Takei was four when he, his parents and two younger siblings were ordered from their Los Angeles home and taken by railroad under armed guard to Arkansas after Pearl Harbor, the AP reported. The Takeis spent a year at the Arkansas camp and were later sent to a higher-security camp at Tule Lake, Calif. More than 120,000 Japanese-Americans were sent from the West Coast and Hawaii to 10 internment camps during the war.

After the Sept. 11 attacks, the actor drew on his history and celebrity to fight discrimination against Arab-Americans by helping organize a candlelight vigil at the museum and a public radio forum, the AP reported.

http://scifi.com/scifiwire/art-tv.html?200...-11/13/10.00.tv (http://scifi.com/scifiwire/art-tv.html?2003-11/13/10.00.tv)


Star Trek Actor Returns to WWII Internment Camp
By Melissa Nelson
Associated Press
posted: 10:00 am ET
12 November 2003





ROHWER, Ark. (AP) -- A cypress root harvested from an Arkansas swamp 60 years ago is one of the few mementoes Star Trek actor George Takei has from his childhood at a World War II internment camp.

The gnarled knee reminds him of a part of his past he had revisited only in his mind -- until this week.

As he traveled Sunday through this remote stretch of southeast Arkansas farmland, where he and more than 8,500 other Japanese-Americans lived during the war, Takei spoke of finding resilience in beauty.

"What (the root) symbolizes for me is that my parents were able to survive by finding and creating things that were beautiful," said Takei, who keeps the memento on his desk in his Los Angeles home.

Takei, who portrayed Hikaru Sulu in the original Star Trek series and in six Star Trek movies, was four when he, his parents and two younger siblings were ordered from their Los Angeles home and taken by railroad under armed guard to Arkansas after Pearl Harbor.


Six decades later, Takei drove alongside the same railroad tracks to visit the former Rohwer Relocation Center.

"My mother said the scariest part about that trip was the uncertainty," Takei said, glancing out of a car window at the abandoned rail tracks that once led to the camp. "I remember my father telling us we were going on a long vacation to a place called Arkansas."

Takei, 64, returned in part to bring awareness to an effort to preserve the history of the Arkansas camps by the Little Rock-based Winthrop Rockefeller Foundation, the University of Arkansas at Little Rock and the Japanese-American National Museum.
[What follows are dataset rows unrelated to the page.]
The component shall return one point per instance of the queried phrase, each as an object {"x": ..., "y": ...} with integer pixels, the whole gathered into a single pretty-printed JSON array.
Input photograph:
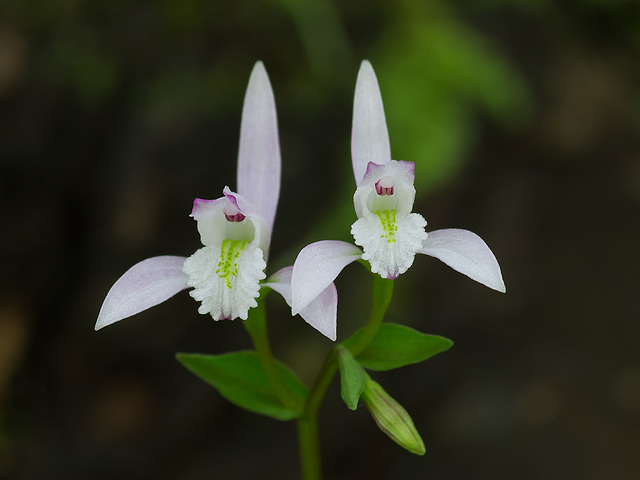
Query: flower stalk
[{"x": 308, "y": 423}]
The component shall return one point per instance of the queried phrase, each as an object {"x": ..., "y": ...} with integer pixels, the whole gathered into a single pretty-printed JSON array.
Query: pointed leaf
[
  {"x": 369, "y": 135},
  {"x": 321, "y": 313},
  {"x": 259, "y": 154},
  {"x": 395, "y": 346},
  {"x": 316, "y": 266},
  {"x": 352, "y": 377},
  {"x": 465, "y": 252},
  {"x": 146, "y": 284},
  {"x": 240, "y": 378}
]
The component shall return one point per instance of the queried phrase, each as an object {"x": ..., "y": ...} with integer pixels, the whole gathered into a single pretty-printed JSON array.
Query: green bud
[{"x": 391, "y": 417}]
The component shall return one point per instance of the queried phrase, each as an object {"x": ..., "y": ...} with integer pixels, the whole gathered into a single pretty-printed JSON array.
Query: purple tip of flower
[
  {"x": 385, "y": 185},
  {"x": 201, "y": 206},
  {"x": 232, "y": 214}
]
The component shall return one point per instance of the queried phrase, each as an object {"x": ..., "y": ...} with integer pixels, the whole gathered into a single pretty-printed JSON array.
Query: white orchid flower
[
  {"x": 388, "y": 232},
  {"x": 235, "y": 231}
]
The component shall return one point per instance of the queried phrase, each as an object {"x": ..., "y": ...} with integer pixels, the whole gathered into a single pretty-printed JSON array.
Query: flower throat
[{"x": 228, "y": 264}]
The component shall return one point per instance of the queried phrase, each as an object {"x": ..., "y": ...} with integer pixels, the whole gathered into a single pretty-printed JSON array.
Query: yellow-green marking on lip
[
  {"x": 388, "y": 223},
  {"x": 228, "y": 264}
]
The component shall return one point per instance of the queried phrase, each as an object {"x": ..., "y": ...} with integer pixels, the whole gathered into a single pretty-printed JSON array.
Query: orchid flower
[
  {"x": 389, "y": 234},
  {"x": 235, "y": 230}
]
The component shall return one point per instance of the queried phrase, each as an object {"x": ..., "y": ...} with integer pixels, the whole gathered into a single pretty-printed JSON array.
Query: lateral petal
[
  {"x": 467, "y": 253},
  {"x": 146, "y": 284},
  {"x": 317, "y": 266},
  {"x": 369, "y": 135},
  {"x": 259, "y": 153}
]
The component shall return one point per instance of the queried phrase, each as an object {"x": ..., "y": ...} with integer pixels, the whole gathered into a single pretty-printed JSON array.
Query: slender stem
[
  {"x": 309, "y": 447},
  {"x": 308, "y": 422},
  {"x": 256, "y": 325}
]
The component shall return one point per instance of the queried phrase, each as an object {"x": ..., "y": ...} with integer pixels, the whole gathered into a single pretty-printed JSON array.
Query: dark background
[{"x": 522, "y": 118}]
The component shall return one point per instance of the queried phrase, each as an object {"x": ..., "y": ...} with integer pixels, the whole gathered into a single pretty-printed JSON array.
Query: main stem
[
  {"x": 256, "y": 325},
  {"x": 308, "y": 422}
]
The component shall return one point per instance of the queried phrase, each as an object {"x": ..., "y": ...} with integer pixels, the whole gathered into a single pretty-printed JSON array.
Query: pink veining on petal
[
  {"x": 259, "y": 161},
  {"x": 146, "y": 284}
]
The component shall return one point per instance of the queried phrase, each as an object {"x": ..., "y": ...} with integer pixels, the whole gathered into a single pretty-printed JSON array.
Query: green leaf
[
  {"x": 240, "y": 378},
  {"x": 392, "y": 418},
  {"x": 395, "y": 346},
  {"x": 352, "y": 377}
]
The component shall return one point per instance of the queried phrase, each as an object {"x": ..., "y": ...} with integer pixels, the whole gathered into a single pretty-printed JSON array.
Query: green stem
[
  {"x": 308, "y": 422},
  {"x": 256, "y": 326}
]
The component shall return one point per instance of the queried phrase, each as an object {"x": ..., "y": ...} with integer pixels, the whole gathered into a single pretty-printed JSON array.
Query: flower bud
[{"x": 391, "y": 417}]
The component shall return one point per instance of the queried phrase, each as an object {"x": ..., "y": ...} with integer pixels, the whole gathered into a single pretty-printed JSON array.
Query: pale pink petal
[
  {"x": 321, "y": 313},
  {"x": 467, "y": 253},
  {"x": 369, "y": 135},
  {"x": 317, "y": 265},
  {"x": 146, "y": 284},
  {"x": 259, "y": 154}
]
Takei is chairman of the museum board.

More than 120,000 Japanese-Americans were sent from the West Coast and Hawaii to 10 internment camps. Eight camps were in the West; two Arkansas sites were the only ones in the South.

After the Sept. 11 attacks, the actor drew on his history and celebrity to fight discrimination against Arab-Americans by helping organize a candlelight vigil at the museum and a public radio forum.

"There were chilling echoes of World War II," he said.

But he praised leaders for working quickly to address the discrimination issue following the Sept. 11 attacks - something that didn't happen six decades ago in the wake of Pearl Harbor.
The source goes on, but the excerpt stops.